Improved lactate clearance and higher lactate threshold. Significantly improves performance in prolonged high-intensity exercises.


Balance skills

Improved proprioception (awareness of your body’s position) and dynamic balance. Helps you maintain and regain balance in sudden situations.


Injury prevention

Regular training strengthens the muscles, joints and ligaments. Thus, improving injury prevention.


Although the average person does not require a great deal of speed in everyday life, it can provide significant benefits for athletic performance. Therefore, it is highly recommended that you incorporate various speed-related exercises into your training program regardless of your sport.

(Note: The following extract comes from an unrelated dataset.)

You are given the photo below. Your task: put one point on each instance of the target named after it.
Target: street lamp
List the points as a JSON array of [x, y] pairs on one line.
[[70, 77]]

Most speed components need to be trained separately.

Final thoughts

No matter what level you compete in, speed is still considered one of the most crucial factors in successful physical performance. While speed is often considered as a genetic trait, it can still be improved through smart and consistent training. Not only does this provide a significant competitive edge on the field, but it can also have a tremendous effect on keeping your body healthy and free of injuries. So why not focus on being faster than your competition?

However, being fast is not the only thing you need to consider if you want to become the best athlete you can be. If you are serious in being the best in your field you must remember the three most important factors for athletic progression; nutrition, training and rest.

Finding a perfect balance between these factors may be difficult but it is also vital for both your performance and staying healthy. So, train smarter and remember to maintain a balance with other aspects in life as well.